The introductory sequence of the renowned Czech filmmaker Jan Švankmajer’s Zvahlav aneb Saticky Slameného Huberta (aka Jabberwocky, 1971) features the close-up of the firm surface of a minor’s buttocks recurrently hit by the large hand of an adult. The Czech surrealist filmmaker has an obsession with morphing, inaccurate, and disjointed bodies. In this stop motion movie, in multifarious ways he sheds light on ordinary things such as toys and clothes; and he instills lives into these objects to challenge the ways in which individuals develop their understanding of the world [1]. The three lyrical slaps, in Švankmajer’s irregular stop-motion, are linked to three resounding blows in a manner as if an individual has been banging the door of an outsized hall which contained utmost emptiness. The thrashings by which the film has made its opening, visually as well as aurally, onto a secretive and disturbing internal space, expressed evocatively throughout the surrealistic fiction of juvenile enthralment and fear. In this short essay, my thesis statement is that “Jan Švankmajer’s movie Jabberwocky remains highly nonsensical, similar to the poem on which it is based owing to Jan Švankmajer’s inclination towards objects.”

The film is centred on Lewis Carroll’s well-known “nonsensical poem” of the similar name,  wherein Alice reads  in the  follow-up  to  her main adventures in the Wonderland, Through the Looking-Glass in 1871. Jabberwocky (1971) is not the only work of Svankmajer’s that gained him recognition for his acclimatizing Lewis Carroll’s works. We think of his feature-length movie, Alice (1988), in which his attitude is gloomier than Carroll’s in Alice in Wonderland. [2] Nevertheless, the short film does not exactly align with the poem except reciting it. Jabberwocky is Svankmajer’s enthusiastically enchanted as well as darkly imaginative investigation of stop-motion moving picture. In the narrative “Through the Looking-Glass,” Alice has to read the verse through a looking-glass, as it primarily seemed to be inverted on the page. Carroll’s seemingly imaginative composition has been typically taken as a simple superficial nonsense, or in other words appeared as “literature for children,” which had a significant impact on Švankmajer’s Surrealist creation.

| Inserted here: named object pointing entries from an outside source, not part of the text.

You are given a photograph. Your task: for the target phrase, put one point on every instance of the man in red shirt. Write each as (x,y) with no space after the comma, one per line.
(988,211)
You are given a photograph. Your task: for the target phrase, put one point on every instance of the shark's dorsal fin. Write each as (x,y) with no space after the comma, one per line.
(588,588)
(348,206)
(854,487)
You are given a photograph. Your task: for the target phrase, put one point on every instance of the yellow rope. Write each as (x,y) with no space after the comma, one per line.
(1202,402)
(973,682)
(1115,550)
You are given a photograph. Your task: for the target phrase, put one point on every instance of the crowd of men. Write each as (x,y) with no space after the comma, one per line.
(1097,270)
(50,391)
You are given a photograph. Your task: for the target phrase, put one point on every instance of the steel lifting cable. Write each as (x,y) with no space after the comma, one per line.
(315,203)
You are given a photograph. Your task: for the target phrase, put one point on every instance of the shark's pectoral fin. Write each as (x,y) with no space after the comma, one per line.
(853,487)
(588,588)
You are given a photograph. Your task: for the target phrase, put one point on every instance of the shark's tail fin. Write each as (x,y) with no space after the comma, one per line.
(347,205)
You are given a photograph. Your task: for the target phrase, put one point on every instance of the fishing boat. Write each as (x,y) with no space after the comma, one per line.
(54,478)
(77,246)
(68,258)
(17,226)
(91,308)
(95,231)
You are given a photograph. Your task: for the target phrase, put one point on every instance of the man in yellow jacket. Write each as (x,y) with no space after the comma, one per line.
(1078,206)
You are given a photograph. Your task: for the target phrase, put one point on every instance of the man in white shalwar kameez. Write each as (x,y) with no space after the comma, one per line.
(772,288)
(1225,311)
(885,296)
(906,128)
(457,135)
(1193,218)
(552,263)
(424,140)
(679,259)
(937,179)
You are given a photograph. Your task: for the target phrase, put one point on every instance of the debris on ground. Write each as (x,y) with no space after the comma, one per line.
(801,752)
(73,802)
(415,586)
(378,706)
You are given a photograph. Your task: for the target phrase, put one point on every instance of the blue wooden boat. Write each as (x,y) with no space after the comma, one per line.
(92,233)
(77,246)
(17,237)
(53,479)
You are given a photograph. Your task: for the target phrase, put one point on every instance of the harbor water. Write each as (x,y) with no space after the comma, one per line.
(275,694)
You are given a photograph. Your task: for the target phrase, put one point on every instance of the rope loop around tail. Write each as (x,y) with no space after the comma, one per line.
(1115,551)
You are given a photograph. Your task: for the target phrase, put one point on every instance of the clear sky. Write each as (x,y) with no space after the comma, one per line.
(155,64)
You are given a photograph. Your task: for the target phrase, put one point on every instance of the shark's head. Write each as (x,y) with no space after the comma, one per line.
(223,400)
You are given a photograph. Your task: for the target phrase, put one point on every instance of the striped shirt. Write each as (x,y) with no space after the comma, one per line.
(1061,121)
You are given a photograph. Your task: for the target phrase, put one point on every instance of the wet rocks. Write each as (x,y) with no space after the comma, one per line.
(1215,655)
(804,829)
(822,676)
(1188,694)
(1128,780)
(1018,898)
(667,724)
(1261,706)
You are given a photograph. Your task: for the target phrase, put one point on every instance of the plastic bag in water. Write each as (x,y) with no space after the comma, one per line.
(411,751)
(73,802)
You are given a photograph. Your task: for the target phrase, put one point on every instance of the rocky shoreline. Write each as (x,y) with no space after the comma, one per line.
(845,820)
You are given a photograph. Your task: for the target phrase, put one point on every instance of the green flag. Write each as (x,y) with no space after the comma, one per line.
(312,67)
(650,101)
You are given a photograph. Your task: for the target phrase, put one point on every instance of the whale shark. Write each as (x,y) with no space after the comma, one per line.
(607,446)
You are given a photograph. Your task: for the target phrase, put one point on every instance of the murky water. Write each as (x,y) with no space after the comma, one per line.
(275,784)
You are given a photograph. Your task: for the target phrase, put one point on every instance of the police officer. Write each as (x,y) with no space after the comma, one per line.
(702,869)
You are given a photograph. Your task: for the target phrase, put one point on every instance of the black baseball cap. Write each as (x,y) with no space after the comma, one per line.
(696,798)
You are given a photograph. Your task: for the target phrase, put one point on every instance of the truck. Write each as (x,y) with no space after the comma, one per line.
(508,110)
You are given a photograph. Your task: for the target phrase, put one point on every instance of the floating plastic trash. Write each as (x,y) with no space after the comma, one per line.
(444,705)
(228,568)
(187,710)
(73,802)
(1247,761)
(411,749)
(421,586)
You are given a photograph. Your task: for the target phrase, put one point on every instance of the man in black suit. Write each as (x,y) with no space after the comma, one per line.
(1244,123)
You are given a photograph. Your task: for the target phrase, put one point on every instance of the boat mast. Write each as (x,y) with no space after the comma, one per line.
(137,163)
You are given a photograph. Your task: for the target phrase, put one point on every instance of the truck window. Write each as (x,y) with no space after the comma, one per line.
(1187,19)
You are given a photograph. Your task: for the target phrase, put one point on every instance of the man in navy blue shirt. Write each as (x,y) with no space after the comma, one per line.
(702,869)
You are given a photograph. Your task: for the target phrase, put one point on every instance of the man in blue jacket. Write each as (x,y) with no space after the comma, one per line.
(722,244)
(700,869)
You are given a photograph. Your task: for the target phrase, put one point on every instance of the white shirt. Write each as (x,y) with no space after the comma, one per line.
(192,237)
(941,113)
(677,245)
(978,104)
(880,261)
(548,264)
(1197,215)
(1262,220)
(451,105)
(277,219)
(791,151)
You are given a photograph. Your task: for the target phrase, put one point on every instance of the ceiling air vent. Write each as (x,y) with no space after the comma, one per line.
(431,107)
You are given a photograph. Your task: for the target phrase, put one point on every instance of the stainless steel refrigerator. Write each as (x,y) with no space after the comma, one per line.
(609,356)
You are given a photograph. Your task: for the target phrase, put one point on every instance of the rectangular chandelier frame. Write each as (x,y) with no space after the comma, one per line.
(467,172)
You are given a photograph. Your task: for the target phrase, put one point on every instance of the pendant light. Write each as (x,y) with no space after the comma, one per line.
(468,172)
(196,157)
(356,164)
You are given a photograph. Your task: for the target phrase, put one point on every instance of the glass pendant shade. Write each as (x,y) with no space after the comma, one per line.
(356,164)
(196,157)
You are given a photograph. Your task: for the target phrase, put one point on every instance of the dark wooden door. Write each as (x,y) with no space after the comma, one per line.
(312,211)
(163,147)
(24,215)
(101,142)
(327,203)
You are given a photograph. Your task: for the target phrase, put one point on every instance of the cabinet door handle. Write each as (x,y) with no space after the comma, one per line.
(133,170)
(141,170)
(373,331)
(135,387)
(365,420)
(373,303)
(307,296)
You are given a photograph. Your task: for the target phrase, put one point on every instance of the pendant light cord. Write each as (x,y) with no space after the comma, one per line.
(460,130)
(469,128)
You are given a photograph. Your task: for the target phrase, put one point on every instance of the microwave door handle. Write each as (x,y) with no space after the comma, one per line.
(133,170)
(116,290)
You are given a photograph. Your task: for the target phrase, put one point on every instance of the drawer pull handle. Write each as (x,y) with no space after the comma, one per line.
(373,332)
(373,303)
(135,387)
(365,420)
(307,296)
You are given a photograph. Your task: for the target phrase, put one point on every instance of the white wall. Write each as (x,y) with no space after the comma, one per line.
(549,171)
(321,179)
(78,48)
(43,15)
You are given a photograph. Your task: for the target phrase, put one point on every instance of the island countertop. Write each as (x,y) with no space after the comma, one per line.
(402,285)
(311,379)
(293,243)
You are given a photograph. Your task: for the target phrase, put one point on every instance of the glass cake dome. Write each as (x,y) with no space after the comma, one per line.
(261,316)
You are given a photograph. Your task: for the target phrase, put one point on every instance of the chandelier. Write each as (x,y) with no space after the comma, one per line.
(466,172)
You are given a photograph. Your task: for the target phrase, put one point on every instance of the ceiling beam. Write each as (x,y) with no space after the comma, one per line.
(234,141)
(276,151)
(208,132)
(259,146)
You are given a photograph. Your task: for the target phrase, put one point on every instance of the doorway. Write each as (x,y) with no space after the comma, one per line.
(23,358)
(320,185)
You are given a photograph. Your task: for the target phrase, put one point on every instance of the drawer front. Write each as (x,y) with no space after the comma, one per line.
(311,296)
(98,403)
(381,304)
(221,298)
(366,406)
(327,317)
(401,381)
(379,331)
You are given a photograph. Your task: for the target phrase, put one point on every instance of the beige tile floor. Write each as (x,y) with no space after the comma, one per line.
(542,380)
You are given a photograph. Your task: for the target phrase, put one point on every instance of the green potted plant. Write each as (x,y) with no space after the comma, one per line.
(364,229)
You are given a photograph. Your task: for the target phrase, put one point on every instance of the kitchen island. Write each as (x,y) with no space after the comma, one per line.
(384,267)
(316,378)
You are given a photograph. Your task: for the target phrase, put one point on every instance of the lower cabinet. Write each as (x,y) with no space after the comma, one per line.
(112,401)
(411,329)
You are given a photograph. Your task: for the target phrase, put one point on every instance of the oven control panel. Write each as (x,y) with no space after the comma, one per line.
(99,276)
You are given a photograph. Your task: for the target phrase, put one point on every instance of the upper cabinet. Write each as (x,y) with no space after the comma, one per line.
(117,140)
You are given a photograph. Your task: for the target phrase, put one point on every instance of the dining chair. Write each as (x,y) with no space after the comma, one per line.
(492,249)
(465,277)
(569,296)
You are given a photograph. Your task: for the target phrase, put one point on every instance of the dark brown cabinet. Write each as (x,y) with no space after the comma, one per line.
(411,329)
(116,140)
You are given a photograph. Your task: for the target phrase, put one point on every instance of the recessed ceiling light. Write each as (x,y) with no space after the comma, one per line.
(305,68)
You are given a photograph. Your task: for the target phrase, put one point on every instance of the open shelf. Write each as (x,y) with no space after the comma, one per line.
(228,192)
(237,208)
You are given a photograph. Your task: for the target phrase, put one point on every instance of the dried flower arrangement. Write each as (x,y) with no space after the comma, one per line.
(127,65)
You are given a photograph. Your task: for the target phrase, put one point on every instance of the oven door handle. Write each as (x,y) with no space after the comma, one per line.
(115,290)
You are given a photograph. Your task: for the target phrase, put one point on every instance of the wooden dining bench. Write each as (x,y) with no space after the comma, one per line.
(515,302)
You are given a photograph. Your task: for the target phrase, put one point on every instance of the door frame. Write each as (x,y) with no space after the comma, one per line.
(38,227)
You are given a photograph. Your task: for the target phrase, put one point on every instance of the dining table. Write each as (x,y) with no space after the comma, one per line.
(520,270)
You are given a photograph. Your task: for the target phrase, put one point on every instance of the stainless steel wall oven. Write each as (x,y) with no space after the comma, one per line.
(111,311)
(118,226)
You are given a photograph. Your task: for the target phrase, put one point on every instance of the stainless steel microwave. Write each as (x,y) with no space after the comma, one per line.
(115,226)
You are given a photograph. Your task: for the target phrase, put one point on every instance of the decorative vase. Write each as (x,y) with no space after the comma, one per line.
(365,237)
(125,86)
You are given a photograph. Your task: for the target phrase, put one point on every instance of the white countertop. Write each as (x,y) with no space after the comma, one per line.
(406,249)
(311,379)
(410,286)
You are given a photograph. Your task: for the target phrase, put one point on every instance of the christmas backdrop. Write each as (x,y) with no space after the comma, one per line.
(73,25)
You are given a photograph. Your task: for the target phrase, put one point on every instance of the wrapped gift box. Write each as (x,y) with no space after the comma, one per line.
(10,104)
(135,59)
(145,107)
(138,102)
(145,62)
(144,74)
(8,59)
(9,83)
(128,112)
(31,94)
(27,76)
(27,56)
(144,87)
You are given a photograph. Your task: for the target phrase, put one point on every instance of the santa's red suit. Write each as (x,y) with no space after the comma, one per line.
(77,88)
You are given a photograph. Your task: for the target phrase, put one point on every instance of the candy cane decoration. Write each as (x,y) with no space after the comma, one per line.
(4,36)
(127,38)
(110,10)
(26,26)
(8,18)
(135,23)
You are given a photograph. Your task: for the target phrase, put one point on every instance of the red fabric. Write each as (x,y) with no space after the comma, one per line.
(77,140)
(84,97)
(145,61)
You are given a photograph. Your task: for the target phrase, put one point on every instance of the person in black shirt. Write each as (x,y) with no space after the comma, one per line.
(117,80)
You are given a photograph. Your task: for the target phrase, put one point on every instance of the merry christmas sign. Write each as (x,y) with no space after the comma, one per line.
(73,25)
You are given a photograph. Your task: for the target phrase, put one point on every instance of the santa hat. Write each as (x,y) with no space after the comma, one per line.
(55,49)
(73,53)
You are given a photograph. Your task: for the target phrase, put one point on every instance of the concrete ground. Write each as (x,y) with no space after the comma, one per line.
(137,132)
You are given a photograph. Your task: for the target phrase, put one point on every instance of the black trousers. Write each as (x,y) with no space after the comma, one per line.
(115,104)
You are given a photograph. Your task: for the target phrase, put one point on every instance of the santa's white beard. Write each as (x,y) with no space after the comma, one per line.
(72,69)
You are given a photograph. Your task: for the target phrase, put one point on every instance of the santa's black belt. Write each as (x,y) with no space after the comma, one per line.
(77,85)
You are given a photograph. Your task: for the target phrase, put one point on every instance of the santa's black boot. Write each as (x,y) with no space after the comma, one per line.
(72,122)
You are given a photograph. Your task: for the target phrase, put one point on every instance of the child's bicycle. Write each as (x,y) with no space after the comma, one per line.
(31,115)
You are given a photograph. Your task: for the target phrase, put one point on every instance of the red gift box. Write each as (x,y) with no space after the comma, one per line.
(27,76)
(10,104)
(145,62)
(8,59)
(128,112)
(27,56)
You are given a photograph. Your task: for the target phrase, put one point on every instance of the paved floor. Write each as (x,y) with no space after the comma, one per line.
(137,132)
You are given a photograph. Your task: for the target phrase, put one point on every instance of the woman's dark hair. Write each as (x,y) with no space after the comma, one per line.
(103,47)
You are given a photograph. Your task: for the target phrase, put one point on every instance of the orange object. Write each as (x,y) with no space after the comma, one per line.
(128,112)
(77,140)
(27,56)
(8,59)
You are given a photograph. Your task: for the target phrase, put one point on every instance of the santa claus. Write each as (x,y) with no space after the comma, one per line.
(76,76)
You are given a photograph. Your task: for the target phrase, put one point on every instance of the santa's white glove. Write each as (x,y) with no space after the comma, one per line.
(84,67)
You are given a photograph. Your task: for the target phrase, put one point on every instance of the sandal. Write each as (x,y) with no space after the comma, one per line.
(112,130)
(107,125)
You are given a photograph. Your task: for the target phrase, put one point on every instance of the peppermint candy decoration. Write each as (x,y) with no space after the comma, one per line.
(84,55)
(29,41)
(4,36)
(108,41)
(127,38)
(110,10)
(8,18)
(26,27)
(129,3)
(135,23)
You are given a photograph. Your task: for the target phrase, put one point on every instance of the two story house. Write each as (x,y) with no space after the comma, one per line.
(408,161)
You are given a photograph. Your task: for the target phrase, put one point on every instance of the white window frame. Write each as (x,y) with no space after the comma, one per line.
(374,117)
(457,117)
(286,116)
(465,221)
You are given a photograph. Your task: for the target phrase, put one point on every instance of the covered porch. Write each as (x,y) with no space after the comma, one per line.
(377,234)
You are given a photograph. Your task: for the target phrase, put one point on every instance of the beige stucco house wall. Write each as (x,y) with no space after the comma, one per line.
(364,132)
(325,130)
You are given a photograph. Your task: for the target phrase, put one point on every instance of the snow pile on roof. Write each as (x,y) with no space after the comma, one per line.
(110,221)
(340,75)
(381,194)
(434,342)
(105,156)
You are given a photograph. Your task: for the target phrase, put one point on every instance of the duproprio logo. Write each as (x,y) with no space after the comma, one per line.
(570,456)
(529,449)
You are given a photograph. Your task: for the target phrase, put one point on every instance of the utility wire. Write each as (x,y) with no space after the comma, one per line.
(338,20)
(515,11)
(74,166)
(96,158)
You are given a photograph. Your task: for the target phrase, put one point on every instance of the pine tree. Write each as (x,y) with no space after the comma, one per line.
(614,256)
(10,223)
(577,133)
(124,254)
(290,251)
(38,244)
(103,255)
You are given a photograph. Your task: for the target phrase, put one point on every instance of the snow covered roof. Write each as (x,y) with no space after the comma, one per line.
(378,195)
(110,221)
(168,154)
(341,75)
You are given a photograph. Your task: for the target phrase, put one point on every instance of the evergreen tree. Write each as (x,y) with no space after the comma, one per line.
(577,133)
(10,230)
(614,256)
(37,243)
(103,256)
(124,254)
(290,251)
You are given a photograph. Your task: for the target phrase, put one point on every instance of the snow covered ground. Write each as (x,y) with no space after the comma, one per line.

According to some studies, both Carroll and Svankmajer were highly alarmed to explore the shady and unreasonable complexities behind presences, unearthing the nonsensical as well as the inconsistent associations of sense and connotations triggered by the observations of ordinary individuals and well-ordered thought [3]. Furthermore, both have been concerned with bringing darkness to a gleaming, animated surface that seems to speak the opposite. In has been noted that Švankmajer’s film reels create a type of reflection, caught up in a nature that unexpectedly seems imaginary and more significant than real. Visually, Švankmajer’s animation has worked at the level of the surface, since it has played, detonated as well as aggressively rearranged such surfaces, intentionally disrespectful for “naturalistic” associations between the external and internal, of sensation versus logic (or sense), all re-directed with the fears of depth [4]. The outlandish, unbalanced surface of appearance in addition to its performances of expression repeatedly directed the viewers to things that are absent, or things which have completely died out, or things lying beneath or being locked in the cabinet. Scholars have claimed that the world of Jabberwocky is occupied by objects of a mass philosophy and values that have surpassed the world whereby lifeless nonliving objects or playthings of this mass production turn out to be a kind of life existing. Critically, Švankmajer in Jabberwocky makes no pretence that such a condition of the world is in any way tameable, only to be presented as the futile entertainment of the minors. [5]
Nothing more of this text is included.